Summary :
"Yang bisa mengalahkanku hanyalah aku" Daiki mendesis, menekan setiap kata yang diucapkannya. Seijuro menyeringai, "Aku Absolute, Daiki. Karena itu aku selalu menang"
.
Akai – Aoi
Warning : Abal. Typo
Disc : Fujimaki Tadatoshi
.
Rival
Gym basket yang awalnya sepi dengan aktivitas itu kini dipenuhi oleh masa yang berebut untuk mencapai bagian paling depan, seolah mereka tidak ingin melewatkan satu pun apa yang terjadi didalam. Teriakan para siswi terdengar hingga memekakkan telinga, para siswa menatap adegan didepan mereka seolah tontonan wajar bahkan ada yang bertaruh mendukung jagoan masing-masing dengan uang sebagai taruhan. Sementara para guru berusaha melerai dua pemuda berkulit kontras yang saling berusaha menumbangkan satu sama lain dengan peralatan tidak wajar.
Dua pemuda itu terlalu sibuk untuk mengindahkan orang-orang disekitar mereka. Tidak perduli jika para guru yang berusaha melerai mereka terkena dampak pukulan atau bahkan tendangan. Darah mengalir dari sebagian tubuh yang terluka, memar terlihat nampak disekitar wajah. Segala umpatan serta ejekan terlontar dianggap sebagai pelengkap, membuat suasana yang sudah kacau semakin kacau karenanya. Gunting dan batangan besi berlemparan tak terarah, menancap ke dinding hingga tidak segaja mengenai siswa-siswi.
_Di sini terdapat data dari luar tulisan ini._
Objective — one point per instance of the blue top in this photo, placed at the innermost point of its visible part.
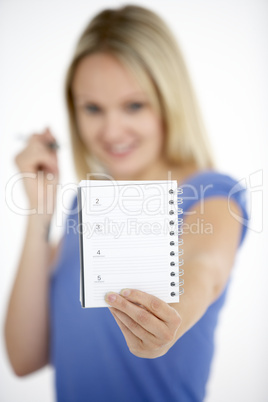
(91, 359)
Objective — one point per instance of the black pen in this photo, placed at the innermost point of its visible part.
(53, 145)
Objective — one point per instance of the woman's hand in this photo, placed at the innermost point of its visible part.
(148, 324)
(39, 167)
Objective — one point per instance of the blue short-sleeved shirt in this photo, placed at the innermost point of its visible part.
(91, 359)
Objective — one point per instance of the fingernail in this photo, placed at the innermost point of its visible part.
(125, 292)
(111, 297)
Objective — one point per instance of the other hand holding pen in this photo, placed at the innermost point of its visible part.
(38, 163)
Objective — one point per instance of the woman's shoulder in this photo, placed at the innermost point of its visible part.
(207, 184)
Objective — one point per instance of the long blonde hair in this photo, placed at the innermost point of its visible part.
(141, 40)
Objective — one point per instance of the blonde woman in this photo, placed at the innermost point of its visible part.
(133, 115)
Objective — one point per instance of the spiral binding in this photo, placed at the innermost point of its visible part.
(176, 284)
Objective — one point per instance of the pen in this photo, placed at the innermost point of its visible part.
(53, 145)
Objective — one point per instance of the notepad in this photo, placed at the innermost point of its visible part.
(129, 236)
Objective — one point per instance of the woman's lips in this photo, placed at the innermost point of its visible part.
(120, 150)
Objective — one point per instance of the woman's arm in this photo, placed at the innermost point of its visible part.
(151, 326)
(27, 323)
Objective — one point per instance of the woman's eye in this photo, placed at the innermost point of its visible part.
(134, 106)
(91, 108)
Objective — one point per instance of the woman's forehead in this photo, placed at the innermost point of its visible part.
(104, 73)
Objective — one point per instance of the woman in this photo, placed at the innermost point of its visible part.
(133, 116)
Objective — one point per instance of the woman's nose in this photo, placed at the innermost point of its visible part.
(112, 127)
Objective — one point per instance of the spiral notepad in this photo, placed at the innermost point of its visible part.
(130, 237)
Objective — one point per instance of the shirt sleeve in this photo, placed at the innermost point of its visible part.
(209, 184)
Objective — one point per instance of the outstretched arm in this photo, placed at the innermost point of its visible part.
(151, 326)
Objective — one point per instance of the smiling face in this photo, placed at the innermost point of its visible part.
(115, 119)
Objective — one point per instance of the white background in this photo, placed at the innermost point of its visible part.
(225, 47)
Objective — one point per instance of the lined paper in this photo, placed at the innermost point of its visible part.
(125, 234)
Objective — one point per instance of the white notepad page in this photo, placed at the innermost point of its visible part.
(126, 230)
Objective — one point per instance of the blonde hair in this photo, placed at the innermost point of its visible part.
(139, 39)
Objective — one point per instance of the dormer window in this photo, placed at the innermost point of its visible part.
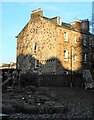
(75, 39)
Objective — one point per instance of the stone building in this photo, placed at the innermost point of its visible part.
(54, 50)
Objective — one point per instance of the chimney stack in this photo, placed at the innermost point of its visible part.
(38, 12)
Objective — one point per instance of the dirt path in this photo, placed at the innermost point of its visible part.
(23, 103)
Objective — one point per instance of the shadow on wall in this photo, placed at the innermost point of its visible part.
(50, 73)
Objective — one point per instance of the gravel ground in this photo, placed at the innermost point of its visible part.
(78, 103)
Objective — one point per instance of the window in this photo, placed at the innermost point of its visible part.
(36, 64)
(75, 39)
(65, 54)
(59, 20)
(85, 57)
(66, 36)
(74, 57)
(35, 46)
(84, 42)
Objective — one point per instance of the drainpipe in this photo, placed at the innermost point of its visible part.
(71, 85)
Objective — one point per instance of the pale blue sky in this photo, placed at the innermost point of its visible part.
(16, 15)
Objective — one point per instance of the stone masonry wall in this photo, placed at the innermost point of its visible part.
(48, 37)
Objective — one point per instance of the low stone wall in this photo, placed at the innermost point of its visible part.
(52, 80)
(60, 80)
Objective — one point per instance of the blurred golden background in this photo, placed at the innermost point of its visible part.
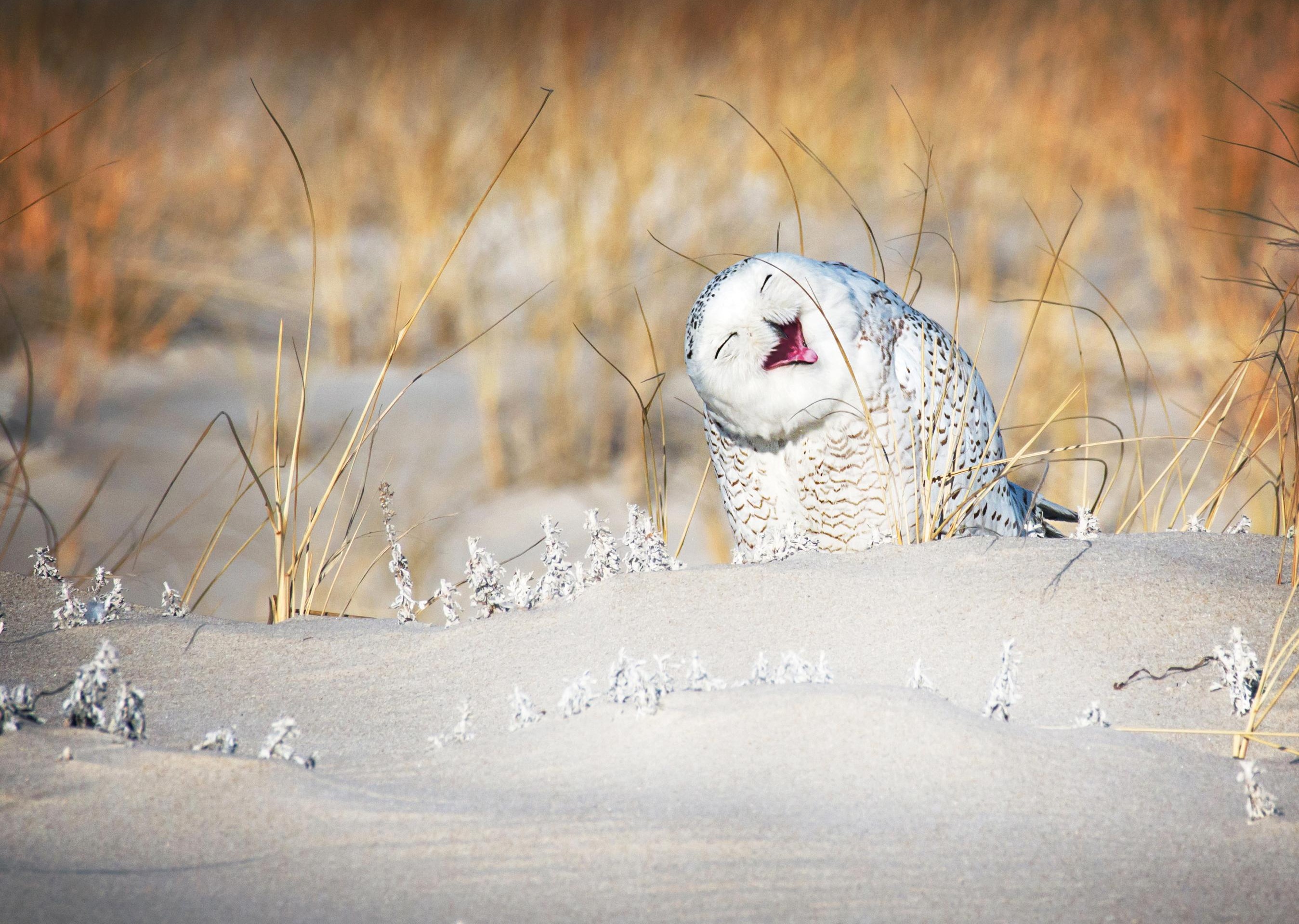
(185, 234)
"Yang bisa mengalahkanku hanyalah aku, Akashi" Pemuda berambut biru dengan manik senada mendesis, menekan setiap kata yang diucapkannya. Sedangkan Pemuda dengan rambut merah menyeringai, "Aku Absolute, Daiki. Karena itu aku selalu menang"
Nafas saling terengah, mencoba meraup oksigen sebisa mungkin untuk memberi tenaga disetiap serangan yang dilontarkan. Pertarungan semakin sengit dalam setiap menitnya, guru-guru mulai menyingkir, mencoba mencari solusi untuk menghentikan pertikaian yang tiada ujungnya itu. Namun atensi mereka segera terlaihkan kearah pintu Gym–dimana yang sebelumnya disesaki oleh siswa-siswi mulai lengang karena mereka menyingkir, membiarkan seorang pemuda berambut spiky lewat. Dia menatap dua orang itu dengan mata sedikit menyipit, seolah mengukur seberapa parah mereka saling melukai satu sama lain.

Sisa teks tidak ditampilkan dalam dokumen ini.